Can you please share a little about yourself with our visitors?

I am the head of business development at autofleet, a startup based in Tel Aviv that has pioneered the first Vehicle as a service platform, a software layer that optimizes vehicle fleets to create an elastic supply to serve any source of demand. Our platform optimizes vehicle assets from any fleet to serve on-demand mobility services such as ride-sharing and ride-pooling, as well as delivery and logistics operations. We use machine learning for demand prediction, dynamic pricing, automated fleeting/defleeting and demand-supply matching optimization in real time – all to ensure high levels of fleet utilization while providing a seamless customer experience. We’ve already partnered with some of the largest fleets on the planet.

My person background is in financial and management consulting, and in my previous role I was head of analytics at the ride-hailing company, Gett.

Can you please tell us why you chose to exhibit at CiTTi 2019?

We are excited to engage with the diverse group of public and private sector representatives looking for innovate transport solutions. We share the vision of creating more sustainable and efficient business models for customer transport while also increasing access to modern mobility options. After the massive growth in mobility services such as ride-sharing and on-demand delivery, cities are starting to organize and action to make sure that these services integrate into a harmonious city life, and we’re looking to support officials as they tackle questions like congestion reduction, service accessibility, autonomous services, and more.

What will you be sharing with visitors to the exhibition?

We will be presenting a live demo of our Vehicle as a Service platform, and showing fleet managers and transportation authorities how they can optimize current business models and open new mobility services.

What do you feel are the biggest challenges facing the industry at the moment?

On-demand mobility services have grown aggressively to become a massive industry, but they have brought significant challenges as well. They have increased congestion and harmful emissions, created unsustainable employment situations fro drivers, and are largely still subsidized services that have been unable to reach profitability.

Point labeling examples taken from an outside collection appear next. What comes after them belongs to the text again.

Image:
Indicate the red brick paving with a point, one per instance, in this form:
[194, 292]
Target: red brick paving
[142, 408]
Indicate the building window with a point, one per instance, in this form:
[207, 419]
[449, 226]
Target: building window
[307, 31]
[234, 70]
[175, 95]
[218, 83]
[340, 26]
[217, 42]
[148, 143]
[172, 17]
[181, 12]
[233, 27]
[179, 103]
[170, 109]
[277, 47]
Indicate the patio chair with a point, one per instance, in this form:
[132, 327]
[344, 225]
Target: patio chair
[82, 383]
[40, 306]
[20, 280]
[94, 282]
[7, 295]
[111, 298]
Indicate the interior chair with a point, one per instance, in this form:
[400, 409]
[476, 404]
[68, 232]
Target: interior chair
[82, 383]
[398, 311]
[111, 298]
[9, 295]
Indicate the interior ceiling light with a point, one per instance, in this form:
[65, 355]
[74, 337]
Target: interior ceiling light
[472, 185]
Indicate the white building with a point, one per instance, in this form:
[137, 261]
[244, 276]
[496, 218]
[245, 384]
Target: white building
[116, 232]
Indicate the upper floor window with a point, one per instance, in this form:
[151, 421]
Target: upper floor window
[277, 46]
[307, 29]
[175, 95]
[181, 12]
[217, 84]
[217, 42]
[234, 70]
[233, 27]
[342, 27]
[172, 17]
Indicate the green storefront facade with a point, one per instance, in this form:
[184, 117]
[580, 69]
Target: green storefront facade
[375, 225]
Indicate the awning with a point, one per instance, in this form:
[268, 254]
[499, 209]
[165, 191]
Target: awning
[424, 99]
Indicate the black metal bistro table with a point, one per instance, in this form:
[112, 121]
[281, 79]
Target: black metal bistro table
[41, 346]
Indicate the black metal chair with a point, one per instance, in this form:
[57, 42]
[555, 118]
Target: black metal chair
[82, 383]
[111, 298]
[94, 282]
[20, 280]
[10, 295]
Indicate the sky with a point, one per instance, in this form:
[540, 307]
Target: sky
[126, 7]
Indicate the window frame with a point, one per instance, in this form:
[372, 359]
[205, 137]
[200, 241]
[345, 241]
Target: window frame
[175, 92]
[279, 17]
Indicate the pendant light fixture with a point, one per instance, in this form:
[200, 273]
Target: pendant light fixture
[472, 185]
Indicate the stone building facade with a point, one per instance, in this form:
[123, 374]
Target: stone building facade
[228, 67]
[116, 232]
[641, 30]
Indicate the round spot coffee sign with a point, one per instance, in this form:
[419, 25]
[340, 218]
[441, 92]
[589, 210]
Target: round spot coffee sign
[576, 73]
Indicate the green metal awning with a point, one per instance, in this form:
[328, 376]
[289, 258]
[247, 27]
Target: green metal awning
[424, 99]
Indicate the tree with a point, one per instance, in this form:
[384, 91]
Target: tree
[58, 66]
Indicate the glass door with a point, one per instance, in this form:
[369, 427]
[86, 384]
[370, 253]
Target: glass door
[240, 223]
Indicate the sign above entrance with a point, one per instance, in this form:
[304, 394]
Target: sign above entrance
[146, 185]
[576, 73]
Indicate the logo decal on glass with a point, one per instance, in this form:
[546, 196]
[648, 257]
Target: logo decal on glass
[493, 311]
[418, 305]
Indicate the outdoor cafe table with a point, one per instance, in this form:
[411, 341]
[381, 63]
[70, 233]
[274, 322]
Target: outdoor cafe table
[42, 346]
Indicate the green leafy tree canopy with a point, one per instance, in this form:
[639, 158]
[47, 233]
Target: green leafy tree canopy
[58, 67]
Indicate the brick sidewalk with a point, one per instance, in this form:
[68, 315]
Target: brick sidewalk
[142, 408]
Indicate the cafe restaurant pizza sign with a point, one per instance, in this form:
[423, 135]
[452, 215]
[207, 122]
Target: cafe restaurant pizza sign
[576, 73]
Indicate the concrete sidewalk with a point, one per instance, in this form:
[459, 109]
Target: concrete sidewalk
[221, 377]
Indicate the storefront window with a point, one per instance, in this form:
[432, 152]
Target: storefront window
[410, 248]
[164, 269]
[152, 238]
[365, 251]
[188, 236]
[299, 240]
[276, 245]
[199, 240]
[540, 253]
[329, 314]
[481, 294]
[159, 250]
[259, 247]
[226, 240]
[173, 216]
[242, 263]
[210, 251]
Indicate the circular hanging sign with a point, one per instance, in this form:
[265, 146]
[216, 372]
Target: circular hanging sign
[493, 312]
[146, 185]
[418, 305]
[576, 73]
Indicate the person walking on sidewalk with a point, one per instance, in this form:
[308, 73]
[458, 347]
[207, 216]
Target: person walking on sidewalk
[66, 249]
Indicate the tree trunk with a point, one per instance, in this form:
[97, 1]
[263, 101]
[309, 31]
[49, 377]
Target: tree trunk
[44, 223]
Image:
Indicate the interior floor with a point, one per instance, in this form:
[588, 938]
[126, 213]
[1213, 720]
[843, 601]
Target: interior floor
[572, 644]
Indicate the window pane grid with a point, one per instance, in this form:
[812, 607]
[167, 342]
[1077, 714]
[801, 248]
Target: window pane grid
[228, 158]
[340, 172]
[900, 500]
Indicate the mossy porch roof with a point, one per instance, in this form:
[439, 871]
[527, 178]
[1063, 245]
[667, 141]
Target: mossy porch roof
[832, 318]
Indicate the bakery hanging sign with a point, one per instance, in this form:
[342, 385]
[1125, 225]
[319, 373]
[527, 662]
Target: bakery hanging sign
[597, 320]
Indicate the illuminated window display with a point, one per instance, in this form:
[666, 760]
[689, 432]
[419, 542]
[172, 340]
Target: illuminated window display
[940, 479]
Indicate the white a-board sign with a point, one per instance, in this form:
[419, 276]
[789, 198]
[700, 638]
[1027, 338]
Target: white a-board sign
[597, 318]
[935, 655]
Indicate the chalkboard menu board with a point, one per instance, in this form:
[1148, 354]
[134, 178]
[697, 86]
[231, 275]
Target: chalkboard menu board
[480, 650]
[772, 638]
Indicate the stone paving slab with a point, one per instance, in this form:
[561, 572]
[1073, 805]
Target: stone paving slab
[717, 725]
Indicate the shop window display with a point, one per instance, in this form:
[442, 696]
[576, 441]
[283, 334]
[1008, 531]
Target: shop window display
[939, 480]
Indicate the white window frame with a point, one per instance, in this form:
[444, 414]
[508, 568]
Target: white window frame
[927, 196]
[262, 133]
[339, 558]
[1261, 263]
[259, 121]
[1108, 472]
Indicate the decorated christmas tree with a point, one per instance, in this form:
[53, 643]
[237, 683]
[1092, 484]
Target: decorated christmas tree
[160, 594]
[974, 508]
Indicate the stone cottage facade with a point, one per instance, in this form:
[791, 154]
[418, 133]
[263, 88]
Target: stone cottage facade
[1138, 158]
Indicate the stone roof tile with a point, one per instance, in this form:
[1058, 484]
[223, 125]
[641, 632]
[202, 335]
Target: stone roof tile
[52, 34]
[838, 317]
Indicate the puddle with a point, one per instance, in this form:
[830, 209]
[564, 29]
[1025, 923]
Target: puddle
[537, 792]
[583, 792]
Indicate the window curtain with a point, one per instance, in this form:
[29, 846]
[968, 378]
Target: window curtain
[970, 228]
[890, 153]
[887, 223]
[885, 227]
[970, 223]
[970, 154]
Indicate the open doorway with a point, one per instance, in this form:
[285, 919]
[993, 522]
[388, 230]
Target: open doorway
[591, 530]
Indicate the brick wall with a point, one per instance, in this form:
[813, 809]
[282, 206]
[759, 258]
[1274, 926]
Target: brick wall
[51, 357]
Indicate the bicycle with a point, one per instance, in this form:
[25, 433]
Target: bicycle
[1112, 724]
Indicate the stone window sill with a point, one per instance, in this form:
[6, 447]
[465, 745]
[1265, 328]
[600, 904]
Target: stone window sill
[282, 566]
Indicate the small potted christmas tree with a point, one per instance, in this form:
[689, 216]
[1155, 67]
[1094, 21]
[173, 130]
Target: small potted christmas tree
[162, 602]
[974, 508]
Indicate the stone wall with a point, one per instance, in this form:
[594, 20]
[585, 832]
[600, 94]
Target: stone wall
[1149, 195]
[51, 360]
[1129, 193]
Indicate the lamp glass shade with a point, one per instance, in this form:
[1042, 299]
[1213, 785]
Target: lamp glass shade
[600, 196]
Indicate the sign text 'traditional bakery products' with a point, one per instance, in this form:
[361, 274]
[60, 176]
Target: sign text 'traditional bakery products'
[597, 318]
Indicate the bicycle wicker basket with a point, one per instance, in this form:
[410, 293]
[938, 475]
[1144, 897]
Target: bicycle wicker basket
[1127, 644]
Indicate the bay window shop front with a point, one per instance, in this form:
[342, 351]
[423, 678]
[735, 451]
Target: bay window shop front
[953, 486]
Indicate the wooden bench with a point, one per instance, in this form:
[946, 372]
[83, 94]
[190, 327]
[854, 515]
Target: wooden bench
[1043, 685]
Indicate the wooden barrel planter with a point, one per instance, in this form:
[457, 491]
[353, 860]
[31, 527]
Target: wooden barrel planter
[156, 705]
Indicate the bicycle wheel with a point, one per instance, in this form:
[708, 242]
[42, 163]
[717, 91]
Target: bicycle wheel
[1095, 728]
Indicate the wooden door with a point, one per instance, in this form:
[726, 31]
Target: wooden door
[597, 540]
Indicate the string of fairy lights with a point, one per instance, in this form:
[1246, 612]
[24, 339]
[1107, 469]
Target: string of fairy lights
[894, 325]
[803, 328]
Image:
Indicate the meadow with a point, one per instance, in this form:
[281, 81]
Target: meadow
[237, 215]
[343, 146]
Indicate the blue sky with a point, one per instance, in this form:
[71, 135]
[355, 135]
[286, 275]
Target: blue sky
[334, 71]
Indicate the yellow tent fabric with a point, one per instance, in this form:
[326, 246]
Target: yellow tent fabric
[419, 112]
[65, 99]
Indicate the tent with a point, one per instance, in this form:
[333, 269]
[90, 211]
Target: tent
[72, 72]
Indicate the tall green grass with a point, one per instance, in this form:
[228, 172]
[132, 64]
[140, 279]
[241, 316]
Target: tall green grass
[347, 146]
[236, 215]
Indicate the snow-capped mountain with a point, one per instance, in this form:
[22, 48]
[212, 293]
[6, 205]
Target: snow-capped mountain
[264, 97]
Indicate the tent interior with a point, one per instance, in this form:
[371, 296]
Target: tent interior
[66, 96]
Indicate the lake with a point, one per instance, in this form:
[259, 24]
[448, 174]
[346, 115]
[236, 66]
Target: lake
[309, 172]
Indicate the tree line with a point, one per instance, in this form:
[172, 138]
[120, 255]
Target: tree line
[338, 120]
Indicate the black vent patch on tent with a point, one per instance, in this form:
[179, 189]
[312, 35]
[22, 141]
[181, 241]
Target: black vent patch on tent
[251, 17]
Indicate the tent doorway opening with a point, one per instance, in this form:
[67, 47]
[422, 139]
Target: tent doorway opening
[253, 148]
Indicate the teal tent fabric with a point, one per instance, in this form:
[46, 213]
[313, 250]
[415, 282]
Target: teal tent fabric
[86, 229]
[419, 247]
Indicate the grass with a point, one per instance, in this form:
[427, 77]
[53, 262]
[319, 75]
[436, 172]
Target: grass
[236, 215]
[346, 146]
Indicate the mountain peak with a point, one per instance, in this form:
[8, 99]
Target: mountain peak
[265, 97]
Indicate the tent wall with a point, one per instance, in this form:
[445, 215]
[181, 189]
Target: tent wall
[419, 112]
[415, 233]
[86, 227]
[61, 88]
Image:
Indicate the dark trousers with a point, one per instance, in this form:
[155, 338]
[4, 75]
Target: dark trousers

Customers benefit from the increased access to dynamic mobility options, and these services have encouraged the trend away from private vehicle ownership, but a dramatic shift needs to occur in the model in order to allow these services to grow in a way that is in synergy with cities, not against them. As cities and mobility service providers look to address these issues, there is a need for platforms that know how to connect and utilize the existing resources in the mobility value chain in order to maximize overall efficiency of transportation networks.